By Allison Anna Tait. Full text.
All families may be created equal, so to speak. But differences between families in terms of economic wealth, resource networks, and access to cultural capital are both severe and stark. A large part of what shapes this scenery of economic possibility is the legal framework of wealth transfer. Wealth travels through generations and sticks, crystallizing in predictable places and shapes, thereby embedding complex forms of inequality within and between families. The family trust, in particular, is a mode of transfer that facilitates wealth preservation as well as wealth inequality. Family trusts are tailored to convey and defend complex patrimonies in ways that no other form of wealth transfer can do. Wills, the other most common form of wealth transfer, do not have the same functionality and can only effectuate a one-time transfer, making it difficult to exert long-term control over beneficiaries.
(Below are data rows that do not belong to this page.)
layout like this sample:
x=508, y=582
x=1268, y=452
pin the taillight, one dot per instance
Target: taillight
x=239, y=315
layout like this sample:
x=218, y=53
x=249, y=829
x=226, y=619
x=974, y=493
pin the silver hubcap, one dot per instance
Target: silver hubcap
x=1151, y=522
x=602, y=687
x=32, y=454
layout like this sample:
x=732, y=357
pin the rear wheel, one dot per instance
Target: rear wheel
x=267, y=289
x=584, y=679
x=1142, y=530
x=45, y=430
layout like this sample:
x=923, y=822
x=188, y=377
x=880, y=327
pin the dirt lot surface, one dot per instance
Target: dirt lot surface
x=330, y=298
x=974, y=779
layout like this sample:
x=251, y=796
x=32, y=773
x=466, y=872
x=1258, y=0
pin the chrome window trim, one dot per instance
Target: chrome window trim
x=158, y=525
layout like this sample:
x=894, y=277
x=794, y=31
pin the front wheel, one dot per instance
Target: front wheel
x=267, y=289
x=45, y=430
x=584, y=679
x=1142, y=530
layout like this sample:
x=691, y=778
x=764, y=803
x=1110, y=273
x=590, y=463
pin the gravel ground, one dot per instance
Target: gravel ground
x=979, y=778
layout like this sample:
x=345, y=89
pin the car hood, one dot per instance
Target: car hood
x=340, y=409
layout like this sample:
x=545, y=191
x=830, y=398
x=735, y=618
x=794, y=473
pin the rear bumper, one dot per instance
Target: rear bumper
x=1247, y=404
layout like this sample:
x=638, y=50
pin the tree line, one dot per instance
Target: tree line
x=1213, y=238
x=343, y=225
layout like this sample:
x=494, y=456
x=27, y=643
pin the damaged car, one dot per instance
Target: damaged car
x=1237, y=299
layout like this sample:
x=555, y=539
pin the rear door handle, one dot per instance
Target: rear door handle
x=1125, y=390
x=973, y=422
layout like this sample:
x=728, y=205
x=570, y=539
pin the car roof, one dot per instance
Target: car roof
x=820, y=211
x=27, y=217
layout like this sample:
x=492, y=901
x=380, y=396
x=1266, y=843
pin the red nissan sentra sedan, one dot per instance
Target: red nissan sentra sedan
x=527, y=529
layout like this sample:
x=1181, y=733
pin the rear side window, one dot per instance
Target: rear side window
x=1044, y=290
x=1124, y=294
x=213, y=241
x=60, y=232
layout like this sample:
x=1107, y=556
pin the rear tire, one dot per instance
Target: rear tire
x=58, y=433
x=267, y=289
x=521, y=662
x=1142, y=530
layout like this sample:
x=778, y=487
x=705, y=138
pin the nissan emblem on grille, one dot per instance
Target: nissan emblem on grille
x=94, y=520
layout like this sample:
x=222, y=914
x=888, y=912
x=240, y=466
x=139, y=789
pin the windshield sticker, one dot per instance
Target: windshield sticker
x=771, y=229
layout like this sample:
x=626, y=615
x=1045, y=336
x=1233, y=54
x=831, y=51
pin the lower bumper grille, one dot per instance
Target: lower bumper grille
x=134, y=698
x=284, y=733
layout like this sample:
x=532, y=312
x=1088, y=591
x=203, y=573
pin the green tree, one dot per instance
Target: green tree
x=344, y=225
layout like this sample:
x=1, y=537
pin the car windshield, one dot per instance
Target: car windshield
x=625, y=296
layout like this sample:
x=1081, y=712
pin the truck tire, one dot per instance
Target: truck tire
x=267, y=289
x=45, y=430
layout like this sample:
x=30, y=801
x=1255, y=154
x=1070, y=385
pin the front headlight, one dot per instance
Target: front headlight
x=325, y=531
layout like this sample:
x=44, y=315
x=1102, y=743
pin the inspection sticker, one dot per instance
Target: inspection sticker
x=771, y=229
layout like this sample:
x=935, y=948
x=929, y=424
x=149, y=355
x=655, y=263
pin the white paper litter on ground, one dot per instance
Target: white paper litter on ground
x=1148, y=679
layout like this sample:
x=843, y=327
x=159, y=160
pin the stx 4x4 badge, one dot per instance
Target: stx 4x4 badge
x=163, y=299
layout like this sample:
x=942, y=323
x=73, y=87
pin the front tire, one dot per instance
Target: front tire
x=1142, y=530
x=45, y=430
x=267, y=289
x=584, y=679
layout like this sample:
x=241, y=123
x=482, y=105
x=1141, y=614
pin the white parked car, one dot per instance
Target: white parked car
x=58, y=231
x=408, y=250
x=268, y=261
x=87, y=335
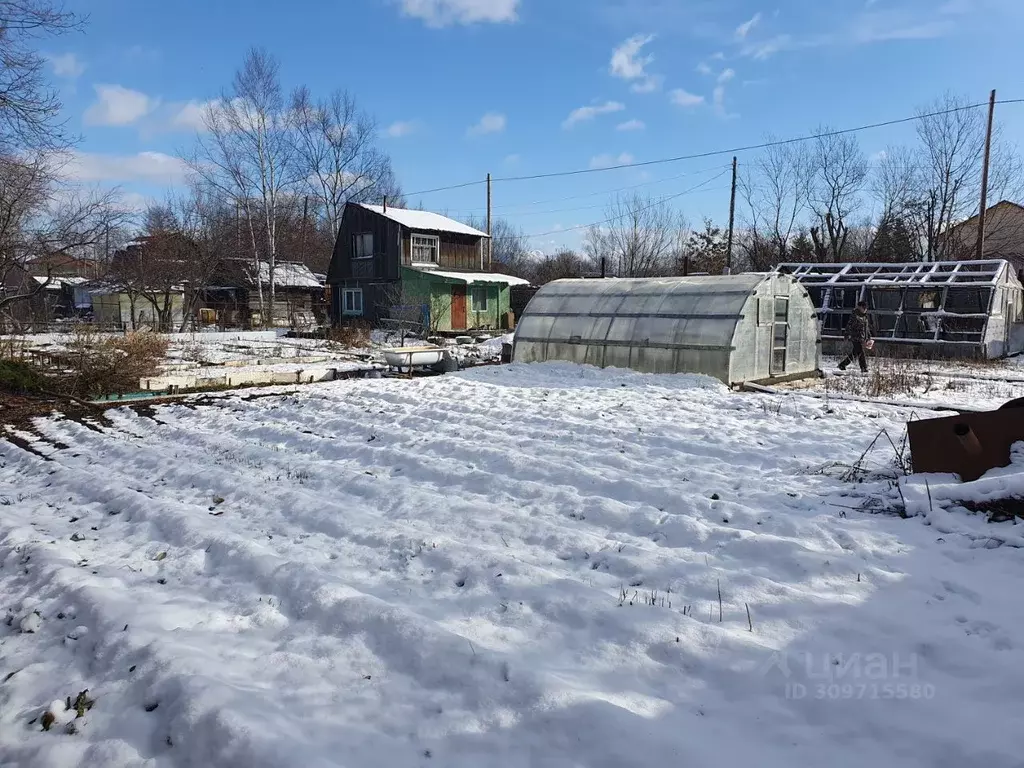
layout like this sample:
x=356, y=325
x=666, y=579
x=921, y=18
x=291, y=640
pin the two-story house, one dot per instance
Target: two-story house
x=398, y=264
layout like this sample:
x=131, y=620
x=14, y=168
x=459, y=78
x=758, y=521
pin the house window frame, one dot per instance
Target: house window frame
x=355, y=246
x=412, y=248
x=354, y=293
x=480, y=306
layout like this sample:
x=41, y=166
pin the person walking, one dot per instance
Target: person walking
x=858, y=333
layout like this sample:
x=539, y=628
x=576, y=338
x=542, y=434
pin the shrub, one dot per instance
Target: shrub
x=96, y=365
x=19, y=377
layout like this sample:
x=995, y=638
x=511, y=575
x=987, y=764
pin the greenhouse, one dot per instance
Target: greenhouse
x=734, y=328
x=937, y=309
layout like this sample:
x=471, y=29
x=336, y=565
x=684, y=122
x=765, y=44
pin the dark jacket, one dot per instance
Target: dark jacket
x=857, y=329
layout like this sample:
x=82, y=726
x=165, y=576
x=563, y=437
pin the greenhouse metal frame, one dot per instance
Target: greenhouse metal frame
x=945, y=308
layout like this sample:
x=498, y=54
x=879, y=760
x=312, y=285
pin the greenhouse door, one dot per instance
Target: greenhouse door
x=780, y=336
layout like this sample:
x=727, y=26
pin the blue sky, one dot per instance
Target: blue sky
x=518, y=87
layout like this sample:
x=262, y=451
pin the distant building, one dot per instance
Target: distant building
x=1004, y=236
x=394, y=264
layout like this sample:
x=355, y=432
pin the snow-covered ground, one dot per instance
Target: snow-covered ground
x=950, y=383
x=541, y=565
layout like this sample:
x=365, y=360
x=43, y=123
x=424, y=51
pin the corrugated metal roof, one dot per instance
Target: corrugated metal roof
x=469, y=278
x=424, y=220
x=289, y=274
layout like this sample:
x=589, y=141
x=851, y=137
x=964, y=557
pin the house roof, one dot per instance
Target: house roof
x=1000, y=204
x=424, y=220
x=289, y=274
x=473, y=278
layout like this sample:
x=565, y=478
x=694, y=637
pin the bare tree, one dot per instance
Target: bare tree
x=561, y=265
x=508, y=244
x=337, y=157
x=42, y=216
x=775, y=190
x=640, y=238
x=248, y=156
x=951, y=132
x=29, y=108
x=839, y=172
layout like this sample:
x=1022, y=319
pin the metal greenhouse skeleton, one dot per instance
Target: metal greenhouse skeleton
x=948, y=308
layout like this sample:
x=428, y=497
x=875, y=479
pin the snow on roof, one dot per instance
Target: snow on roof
x=289, y=274
x=60, y=282
x=469, y=278
x=424, y=220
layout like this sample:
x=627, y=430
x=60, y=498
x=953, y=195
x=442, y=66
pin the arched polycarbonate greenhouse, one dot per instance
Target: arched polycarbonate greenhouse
x=734, y=328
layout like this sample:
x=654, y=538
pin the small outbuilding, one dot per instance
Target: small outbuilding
x=934, y=309
x=734, y=328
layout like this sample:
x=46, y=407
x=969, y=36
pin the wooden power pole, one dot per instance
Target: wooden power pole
x=732, y=219
x=984, y=178
x=491, y=245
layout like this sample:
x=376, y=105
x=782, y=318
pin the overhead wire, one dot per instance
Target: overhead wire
x=718, y=153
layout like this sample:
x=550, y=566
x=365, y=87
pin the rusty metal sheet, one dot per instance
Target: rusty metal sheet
x=968, y=444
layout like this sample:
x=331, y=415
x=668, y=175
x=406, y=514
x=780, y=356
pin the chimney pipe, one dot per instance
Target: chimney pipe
x=968, y=438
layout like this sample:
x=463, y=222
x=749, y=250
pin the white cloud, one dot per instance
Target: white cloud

This Article’s primary goal is to excavate the myriad ways in which the family trust is a driver of inequality by explaining the family trust’s plasticity and ability to bend to the needs of high-wealth families. The Article accomplishes this by demonstrating how the family trust facilitates not only wealth inequality but also social and cultural inequality. These explorations into complex inequality and its furtherance by the family trust are useful because they help us better appreciate the significant role that family trusts play in the evolving story of class, gender, and race privilege in the United States. Attending to the practices and possibilities of the family trust also leads us to a better understanding of how trust reform might begin to dislocate the family trust from its central positioning within the legal architecture of inequality. Ultimately, the family trust does not have to be coextensive with elite family advantage; it can be reimagined to work on behalf of communities that are economically vulnerable and historically dispossessed.